Another group of former patients of disgraced neurologist Dr Michael Watt is to be reviewed – in two months Robin Swann told the MLAs that “no further recall is required”.

This morning the Health Secretary issued a written statement to his colleagues in the Assembly, saying that the Belfast Trust had informed its officials that “a further 19 patients have been identified”.

He continued: “The foundation is currently arranging review appointments for these additional patients as soon as possible.

“I am making this statement today as a courtesy to members and to ensure that the Assembly is fully updated.”

Patients who are withdrawn fall into the third withdrawal cohort.

The third cohort consists of people who were seen by Dr Watt between June 1996 and March 2012, who returned to their GP, were not subsequently seen by another consultant neurologist and were assigned one or more of special medicines in the period from February to July 2020.

The third cohort also included those people under Dr. Watt’s care who were not seen in the previous cohorts and who were identified as the “young stroke patients” category.

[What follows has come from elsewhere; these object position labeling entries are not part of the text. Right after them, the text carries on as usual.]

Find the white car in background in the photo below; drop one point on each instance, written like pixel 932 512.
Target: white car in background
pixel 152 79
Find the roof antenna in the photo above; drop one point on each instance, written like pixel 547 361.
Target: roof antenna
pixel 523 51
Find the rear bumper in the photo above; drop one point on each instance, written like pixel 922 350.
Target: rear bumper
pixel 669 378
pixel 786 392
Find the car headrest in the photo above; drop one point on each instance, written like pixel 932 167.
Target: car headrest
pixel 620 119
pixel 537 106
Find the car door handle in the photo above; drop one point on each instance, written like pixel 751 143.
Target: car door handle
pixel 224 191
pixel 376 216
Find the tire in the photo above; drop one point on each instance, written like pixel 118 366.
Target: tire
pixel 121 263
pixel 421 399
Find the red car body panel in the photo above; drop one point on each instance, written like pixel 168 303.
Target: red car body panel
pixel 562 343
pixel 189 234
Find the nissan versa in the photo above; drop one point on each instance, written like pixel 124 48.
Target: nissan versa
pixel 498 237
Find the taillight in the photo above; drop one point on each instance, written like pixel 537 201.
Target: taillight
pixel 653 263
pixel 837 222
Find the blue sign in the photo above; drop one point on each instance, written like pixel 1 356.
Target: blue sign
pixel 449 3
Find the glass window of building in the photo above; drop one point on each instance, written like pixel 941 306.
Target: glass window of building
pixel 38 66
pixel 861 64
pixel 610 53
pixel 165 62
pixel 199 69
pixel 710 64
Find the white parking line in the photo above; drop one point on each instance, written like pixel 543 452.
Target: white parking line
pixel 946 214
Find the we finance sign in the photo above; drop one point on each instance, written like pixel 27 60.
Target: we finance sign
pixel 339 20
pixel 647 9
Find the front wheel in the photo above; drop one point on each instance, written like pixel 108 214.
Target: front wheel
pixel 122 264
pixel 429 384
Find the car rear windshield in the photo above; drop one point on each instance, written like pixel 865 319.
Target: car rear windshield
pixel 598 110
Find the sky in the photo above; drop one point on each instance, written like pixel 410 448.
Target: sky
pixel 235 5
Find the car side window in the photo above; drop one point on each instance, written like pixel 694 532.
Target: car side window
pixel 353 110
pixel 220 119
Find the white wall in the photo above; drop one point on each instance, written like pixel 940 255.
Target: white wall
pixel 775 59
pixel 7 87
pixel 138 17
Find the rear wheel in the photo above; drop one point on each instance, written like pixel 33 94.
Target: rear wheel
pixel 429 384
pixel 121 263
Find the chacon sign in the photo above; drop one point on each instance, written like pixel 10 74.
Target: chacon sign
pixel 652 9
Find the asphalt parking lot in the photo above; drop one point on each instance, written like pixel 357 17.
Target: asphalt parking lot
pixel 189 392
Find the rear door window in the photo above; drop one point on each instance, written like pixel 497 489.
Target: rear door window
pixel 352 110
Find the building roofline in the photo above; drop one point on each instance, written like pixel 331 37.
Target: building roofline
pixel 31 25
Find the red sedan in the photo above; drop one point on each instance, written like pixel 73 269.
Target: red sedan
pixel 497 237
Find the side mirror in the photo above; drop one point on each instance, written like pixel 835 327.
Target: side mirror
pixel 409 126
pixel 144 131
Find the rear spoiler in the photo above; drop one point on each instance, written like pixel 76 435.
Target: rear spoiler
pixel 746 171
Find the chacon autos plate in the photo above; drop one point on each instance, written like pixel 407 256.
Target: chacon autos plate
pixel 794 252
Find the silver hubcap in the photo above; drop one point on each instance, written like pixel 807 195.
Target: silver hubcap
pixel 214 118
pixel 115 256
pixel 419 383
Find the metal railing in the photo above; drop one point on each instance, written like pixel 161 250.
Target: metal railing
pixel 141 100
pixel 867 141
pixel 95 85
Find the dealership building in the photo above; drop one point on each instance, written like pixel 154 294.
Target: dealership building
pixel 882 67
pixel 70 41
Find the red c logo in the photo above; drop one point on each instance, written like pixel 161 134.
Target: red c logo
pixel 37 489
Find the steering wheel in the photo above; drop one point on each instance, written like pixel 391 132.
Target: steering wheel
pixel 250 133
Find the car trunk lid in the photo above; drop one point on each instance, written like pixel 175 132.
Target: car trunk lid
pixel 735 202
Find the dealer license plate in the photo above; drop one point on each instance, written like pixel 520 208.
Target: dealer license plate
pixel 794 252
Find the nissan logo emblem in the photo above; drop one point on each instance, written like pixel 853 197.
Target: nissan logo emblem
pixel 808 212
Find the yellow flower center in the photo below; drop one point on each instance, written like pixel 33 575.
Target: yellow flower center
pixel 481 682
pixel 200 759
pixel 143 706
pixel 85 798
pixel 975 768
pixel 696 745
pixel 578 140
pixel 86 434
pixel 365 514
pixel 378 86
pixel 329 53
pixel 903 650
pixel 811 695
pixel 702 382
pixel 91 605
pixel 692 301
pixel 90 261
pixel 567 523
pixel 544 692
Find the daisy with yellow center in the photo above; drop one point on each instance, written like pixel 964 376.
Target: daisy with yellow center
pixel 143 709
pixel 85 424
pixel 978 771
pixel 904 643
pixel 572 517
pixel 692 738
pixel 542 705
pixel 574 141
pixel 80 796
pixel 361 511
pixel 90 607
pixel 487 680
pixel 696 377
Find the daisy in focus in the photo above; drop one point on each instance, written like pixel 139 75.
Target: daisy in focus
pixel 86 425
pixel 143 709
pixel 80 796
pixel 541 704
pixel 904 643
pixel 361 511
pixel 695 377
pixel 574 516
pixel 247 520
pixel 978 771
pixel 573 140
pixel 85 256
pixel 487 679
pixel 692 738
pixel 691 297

Of the 495 cohorts of three patients examined, 87 had a diagnosis that was considered “dangerous” and a further 28 had “uncertainty” about their previous diagnosis.

In a written statement released by Mr Swan in June, when he published a report on the performance and results of the third cohort, he called it a “significant milestone”.

He continued: “However, I understand that this does not compensate for the stress and anxiety caused to the affected patients and families.

“With this in mind, I hope that the completion of the Neurology recall will provide confidence that no further recalls will be necessary.”

Meanwhile, the Belfast Trust website has a frequently asked questions section about the third cohort.

When asked if there will be another recall, the website says, “No. The neurology recall is complete.

“We have now withdrawn and reviewed the patients that needed to be reviewed.”

It is not clear how or why another 19 people are now being tested in the third cohort.

On 21 June, the Independent Neurological Inquiry published a damning assessment of the role of the Belfast Trust, the General Medical Council (GMC) and the Ulster Independent Clinic (UIC) in the Dr Michael Watt neurological scandal.

A public inquiry said a “catalogue of missed opportunities” and numerous system failures led to the recall of more than 5,000 patients across Northern Ireland.

The inquiry was set up to examine governance in the health service after serious concerns were raised about the clinical practice of a former Belfast Trust consultant neurologist, which led to the recall of 5,448 patients – the biggest patient recall in NHS history.

Announcing the findings, the inquiry’s chairman, Brett Lockhart, QC, said: “Have patients been let down? The investigative team believes that there were.

“Have there been missed opportunities over the years to identify a problem in Dr. Watt’s practice?

“Again, the answer is yes, and this report describes these opportunities in great detail.

“Would an earlier intervention have made a difference? The investigative team believes that it would have been done.”

Mr Lockhart QC said the commission of inquiry found 12 specific cases between 2011 and 2016 where various people – including GPs, registrars, consultants outside the Belfast Trust and a nurse – raised concerns, but it was only when the problem was finally solved. was brought to the attention of the Medical Director in November 2016 and action was taken.

He said if the “numerous issues, complaints and circumstances” had been properly investigated, they “would have uncovered a significant problem at a much earlier stage”.